Pol Features (12 channels, physics-based, no learning):
|I∥ - I⊥|(3ch): polarization intensity — where the glass is.I∥ / (I∥ + I⊥ + ε)(3ch): polarization ratio — related to Fresnel angle.Sobel_x(|I∥ - I⊥|)(3ch): polarization edge x — glass boundary.Sobel_y(|I∥ - I⊥|)(3ch): polarization edge y — glass boundary.
3. Components and Modules
3.1 PolarizationFeatures (12ch, physics-based, no learning)
A polarization feature extraction module that requires no learning. Sobel kernels are registered as buffers and do not participate in training.
class PolarizationFeatures(nn.Module):
"""Physics-based polarization features; no learning required"""
def __init__(self, output_scale=8):
super().__init__()
# Sobel kernels (registered as buffer, not trained)
self.register_buffer('sobel_x', ...)
self.register_buffer('sobel_y', ...)
def forward(self, left, right):
# 1. |I∥ - I⊥|
pol_diff = torch.abs(left - right)
# 2. I∥ / (I∥ + I⊥ + ε)
pol_ratio = left / (left + right + 1e-6)
# 3. Sobel edges
pol_edge_x = sobel_x(pol_diff)
pol_edge_y = sobel_y(pol_diff)
# Concat and downsample to H/8
pol_features = torch.cat([pol_diff, pol_ratio, pol_edge_x, pol_edge_y], dim=1)
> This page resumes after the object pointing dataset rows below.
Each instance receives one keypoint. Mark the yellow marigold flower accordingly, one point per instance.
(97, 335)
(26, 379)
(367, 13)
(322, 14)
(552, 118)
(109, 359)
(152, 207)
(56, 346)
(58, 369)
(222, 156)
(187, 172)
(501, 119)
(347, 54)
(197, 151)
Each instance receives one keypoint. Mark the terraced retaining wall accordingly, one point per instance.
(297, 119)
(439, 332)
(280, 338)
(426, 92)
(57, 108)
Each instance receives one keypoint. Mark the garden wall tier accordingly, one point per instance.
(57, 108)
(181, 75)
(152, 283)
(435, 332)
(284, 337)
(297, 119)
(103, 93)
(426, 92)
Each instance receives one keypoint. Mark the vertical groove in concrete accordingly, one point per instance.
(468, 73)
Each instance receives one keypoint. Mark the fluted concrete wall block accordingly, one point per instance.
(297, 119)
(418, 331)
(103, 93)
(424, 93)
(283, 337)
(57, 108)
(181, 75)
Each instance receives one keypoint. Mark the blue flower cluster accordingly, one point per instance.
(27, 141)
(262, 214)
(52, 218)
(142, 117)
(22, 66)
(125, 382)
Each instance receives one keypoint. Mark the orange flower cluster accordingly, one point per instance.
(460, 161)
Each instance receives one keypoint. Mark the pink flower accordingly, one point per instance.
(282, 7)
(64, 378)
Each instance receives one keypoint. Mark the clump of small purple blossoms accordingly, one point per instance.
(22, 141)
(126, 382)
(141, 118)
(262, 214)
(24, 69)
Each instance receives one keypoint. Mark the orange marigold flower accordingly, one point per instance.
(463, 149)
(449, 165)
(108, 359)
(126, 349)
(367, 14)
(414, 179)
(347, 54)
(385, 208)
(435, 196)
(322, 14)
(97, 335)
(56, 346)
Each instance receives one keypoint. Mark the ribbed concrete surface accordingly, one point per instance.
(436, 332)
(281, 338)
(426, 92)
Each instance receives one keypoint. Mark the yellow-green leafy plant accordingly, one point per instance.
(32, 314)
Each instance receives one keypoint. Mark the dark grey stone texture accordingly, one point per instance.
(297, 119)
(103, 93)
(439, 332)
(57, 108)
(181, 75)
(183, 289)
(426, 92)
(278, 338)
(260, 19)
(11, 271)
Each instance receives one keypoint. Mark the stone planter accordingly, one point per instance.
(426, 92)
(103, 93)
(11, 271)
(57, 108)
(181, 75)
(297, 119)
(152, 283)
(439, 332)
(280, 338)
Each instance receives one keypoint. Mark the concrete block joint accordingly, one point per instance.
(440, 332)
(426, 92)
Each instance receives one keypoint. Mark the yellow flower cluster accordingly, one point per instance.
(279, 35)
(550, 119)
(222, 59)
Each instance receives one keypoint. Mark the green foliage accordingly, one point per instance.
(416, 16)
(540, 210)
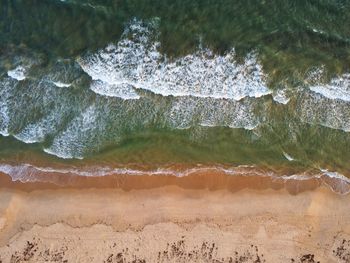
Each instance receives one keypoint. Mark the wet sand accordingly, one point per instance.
(204, 217)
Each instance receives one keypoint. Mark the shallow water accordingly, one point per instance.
(155, 83)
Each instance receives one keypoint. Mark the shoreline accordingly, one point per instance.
(29, 178)
(196, 218)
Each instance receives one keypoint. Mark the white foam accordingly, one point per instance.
(288, 157)
(280, 97)
(29, 173)
(17, 73)
(61, 84)
(136, 61)
(4, 107)
(337, 89)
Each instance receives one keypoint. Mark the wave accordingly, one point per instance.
(337, 89)
(29, 173)
(280, 96)
(135, 62)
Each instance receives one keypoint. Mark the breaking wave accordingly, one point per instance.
(30, 173)
(135, 62)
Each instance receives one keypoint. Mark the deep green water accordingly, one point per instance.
(126, 105)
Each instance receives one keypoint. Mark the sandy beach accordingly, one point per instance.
(201, 218)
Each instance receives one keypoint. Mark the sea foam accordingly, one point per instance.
(135, 62)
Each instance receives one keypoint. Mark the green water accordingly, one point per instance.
(293, 40)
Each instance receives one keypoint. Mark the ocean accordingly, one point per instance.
(128, 86)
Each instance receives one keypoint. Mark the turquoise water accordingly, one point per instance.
(264, 83)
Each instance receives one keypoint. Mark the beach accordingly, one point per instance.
(202, 218)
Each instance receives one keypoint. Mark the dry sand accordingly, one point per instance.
(206, 218)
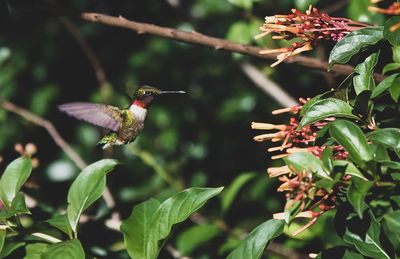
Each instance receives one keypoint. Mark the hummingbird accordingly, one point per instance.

return F.avg_pool2d(pol_features, kernel_size=8)
Output: 4 groups of 3ch each, totaling 12ch, downsampled to H/8 via avg_pool2d(kernel_size=8).
3.2 MotionEncoderV6
Extends the MotionEncoder of RAFT-Stereo with an additional polarization branch. The correlation and disparity branches are identical to the baseline; only the polarization branch is new.
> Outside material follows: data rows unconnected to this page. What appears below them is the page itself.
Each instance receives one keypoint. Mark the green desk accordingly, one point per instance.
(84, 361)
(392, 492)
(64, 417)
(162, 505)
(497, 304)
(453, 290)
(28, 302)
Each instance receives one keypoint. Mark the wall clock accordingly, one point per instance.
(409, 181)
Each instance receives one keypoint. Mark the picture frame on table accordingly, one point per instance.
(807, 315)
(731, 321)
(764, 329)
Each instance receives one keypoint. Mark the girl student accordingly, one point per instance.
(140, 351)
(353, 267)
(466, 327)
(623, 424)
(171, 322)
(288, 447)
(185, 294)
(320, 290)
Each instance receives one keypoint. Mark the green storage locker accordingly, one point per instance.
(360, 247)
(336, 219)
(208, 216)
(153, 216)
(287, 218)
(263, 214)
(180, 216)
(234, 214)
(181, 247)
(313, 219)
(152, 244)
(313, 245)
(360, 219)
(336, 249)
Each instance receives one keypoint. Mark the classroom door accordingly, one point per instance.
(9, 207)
class MotionEncoderV6(nn.Module):
"""Extended MotionEncoder that accepts pol_features"""
def __init__(self, corr_dim=36, disp_dim=1, pol_dim=12):
super().__init__()
# Correlation branch (same as baseline)
self.convc1 = nn.Conv2d(corr_dim, 64, 1)
self.convc2 = nn.Conv2d(64, 64, 3, padding=1)
# Disparity branch (same as baseline)
self.convd1 = nn.Conv2d(disp_dim, 128, 7, padding=3)
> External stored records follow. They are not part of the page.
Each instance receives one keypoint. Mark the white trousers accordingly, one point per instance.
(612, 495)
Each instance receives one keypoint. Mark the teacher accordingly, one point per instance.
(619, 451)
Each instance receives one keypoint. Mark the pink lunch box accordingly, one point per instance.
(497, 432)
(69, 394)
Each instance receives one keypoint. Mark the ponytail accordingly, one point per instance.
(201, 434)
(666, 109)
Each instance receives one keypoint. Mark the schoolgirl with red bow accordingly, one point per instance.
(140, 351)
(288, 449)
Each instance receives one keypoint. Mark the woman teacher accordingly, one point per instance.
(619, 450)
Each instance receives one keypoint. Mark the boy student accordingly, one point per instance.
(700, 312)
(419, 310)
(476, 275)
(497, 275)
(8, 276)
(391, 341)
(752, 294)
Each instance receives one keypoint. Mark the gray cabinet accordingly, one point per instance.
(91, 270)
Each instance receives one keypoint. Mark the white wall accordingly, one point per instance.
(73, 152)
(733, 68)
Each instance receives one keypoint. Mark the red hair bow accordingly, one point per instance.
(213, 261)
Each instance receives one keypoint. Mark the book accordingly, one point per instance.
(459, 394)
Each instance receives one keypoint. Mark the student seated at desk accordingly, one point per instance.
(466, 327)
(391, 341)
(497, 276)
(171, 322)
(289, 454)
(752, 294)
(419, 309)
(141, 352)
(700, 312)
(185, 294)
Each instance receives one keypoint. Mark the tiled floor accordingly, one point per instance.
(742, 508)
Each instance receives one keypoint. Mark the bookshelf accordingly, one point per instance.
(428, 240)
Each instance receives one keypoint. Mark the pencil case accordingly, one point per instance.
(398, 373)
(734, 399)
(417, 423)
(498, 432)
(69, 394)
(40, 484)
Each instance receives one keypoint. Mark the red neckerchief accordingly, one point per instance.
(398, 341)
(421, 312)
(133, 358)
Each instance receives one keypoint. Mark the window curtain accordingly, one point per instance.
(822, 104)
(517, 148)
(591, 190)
self.convd2 = nn.Conv2d(128, 64, 3, padding=1)
# Polarization branch (NEW - this is the only new part)
self.convp1 = nn.Conv2d(pol_dim, 32, 3, padding=1)
self.convp2 = nn.Conv2d(32, 32, 3, padding=1)
# Fusion: 64 + 64 + 32 = 160 -> 126
self.conv = nn.Conv2d(160, 126, 3, padding=1)
def forward(self, corr, disp, pol_features):
cor = F.relu(self.convc2(F.relu(self.convc1(corr))))
dis = F.relu(self.convd2(F.relu(self.convd1(disp))))
pol = F.relu(self.convp2(F.relu(self.convp1(pol_features))))
out = F.relu(self.conv(torch.cat([cor, dis, pol], dim=1)))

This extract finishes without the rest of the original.